I was knocked to my knees. My bag shot off my back and onto the floor, the zipper splitting open. The boy who had knocked me down pushed himself up with a squeal of his sneakers and took off. “Hey,” I said. “I’m fine. Thanks.”

He dashed around the next corner and was gone.

“Jerk,” I said.

In the empty hallway, I stood and gathered my stuff. I collected the loose papers that had fallen from the folder that was supposed to travel with me to the office: my permanent record from New York. Words leapt out at me from the file: distracted … disrespectful … loner … antisocial … underachiever … daydreamer … lives in a fantasy world …

The words began to blur. No, I would not cry. Not on the first day of school. I shoved the pages back into the folder. Somehow, I found my classroom. A science lab. Students perched at tables, looking bored. There was one empty stool so I took it.

“All right,” the teacher said. She looked up. She was going to make some sort of announcement, introduce me, something embarrassing.

I tensed, waiting for it.

The door shot open and a boy came in, looking flustered. He headed straight for me.

He ran up to me. Then he sat on me—or tried to, sat right on my stool, on my lap. I pushed him as hard as I could, and he tumbled off the stool onto the ground. He looked up, his face blanching.

The class laughed, everyone at once. The teacher rolled her eyes and told them to be nice, told the boy to be more careful. He stood and reached for my stool again, and I backed up, scooting the stool with me.

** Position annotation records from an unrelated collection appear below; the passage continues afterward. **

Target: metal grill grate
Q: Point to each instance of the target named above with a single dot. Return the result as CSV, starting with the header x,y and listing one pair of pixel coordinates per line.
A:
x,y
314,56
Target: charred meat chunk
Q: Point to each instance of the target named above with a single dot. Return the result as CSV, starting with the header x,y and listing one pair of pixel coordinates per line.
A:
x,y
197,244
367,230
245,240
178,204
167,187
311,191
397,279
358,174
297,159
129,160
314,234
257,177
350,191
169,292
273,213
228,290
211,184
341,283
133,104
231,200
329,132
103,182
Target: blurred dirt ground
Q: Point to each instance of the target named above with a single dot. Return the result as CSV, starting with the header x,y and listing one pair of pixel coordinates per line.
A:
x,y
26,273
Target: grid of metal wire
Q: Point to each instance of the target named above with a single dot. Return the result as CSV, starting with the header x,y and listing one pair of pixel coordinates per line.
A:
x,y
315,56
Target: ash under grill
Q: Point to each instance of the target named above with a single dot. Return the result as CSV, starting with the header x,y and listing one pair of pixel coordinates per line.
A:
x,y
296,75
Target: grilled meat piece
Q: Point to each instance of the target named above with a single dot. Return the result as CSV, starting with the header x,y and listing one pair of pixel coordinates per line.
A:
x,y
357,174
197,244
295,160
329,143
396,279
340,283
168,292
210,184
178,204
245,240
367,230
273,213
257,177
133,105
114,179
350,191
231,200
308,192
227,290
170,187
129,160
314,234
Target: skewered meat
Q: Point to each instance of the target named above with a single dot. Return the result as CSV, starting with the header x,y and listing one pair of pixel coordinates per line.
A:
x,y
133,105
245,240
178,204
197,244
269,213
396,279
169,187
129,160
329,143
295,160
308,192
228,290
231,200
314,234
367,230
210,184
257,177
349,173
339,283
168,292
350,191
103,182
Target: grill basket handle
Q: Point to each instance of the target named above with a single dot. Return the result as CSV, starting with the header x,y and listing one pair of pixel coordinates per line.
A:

“Sit in the back, Ron,” the teacher said. “I don’t think that chair likes you.”

“The chair?” I said. “Hello? I have a name.”

But Ron moved away, and no one asked me what my name was. The teacher didn’t do an announcement, or give me a book. She didn’t even take roll. She started the class like nothing was different. “So,” she said. “Today we’re going to talk about something that actually matters to us, matters to our history here in Wellstone.”

“History matters?” some boy said.

“The locomotive,” the teacher said. “You might be surprised to learn the steam locomotive has something in common with an aircraft carrier. Anyone know what?”

I looked around. No one knew my name here yet. No one knew my nickname—Miss Wrong—or had given it to me, thinking they were being smart, thinking they were being new. Slowly I raised my hand.

“The steam locomotive and an aircraft carrier. What do they have in common?”

I pumped my hand. I waved it.

“Anyone?” the teacher said.

“Excuse me?” I said. “They both convert heat into motion.”

The teacher sighed. “They both convert heat into motion.”

I lowered my hand.

“Take out your books,” the teacher said. “I know we’ve all got senioritis here, but there are three weeks left of school and we’re going to make them count. Read chapter twelve to yourselves, please, then we’ll do the questions together.”

Everyone fumbled with their books. Everyone but me.

I waited for the teacher to notice. I waited for her to give me a book, to ask my name, to see me. But she never did.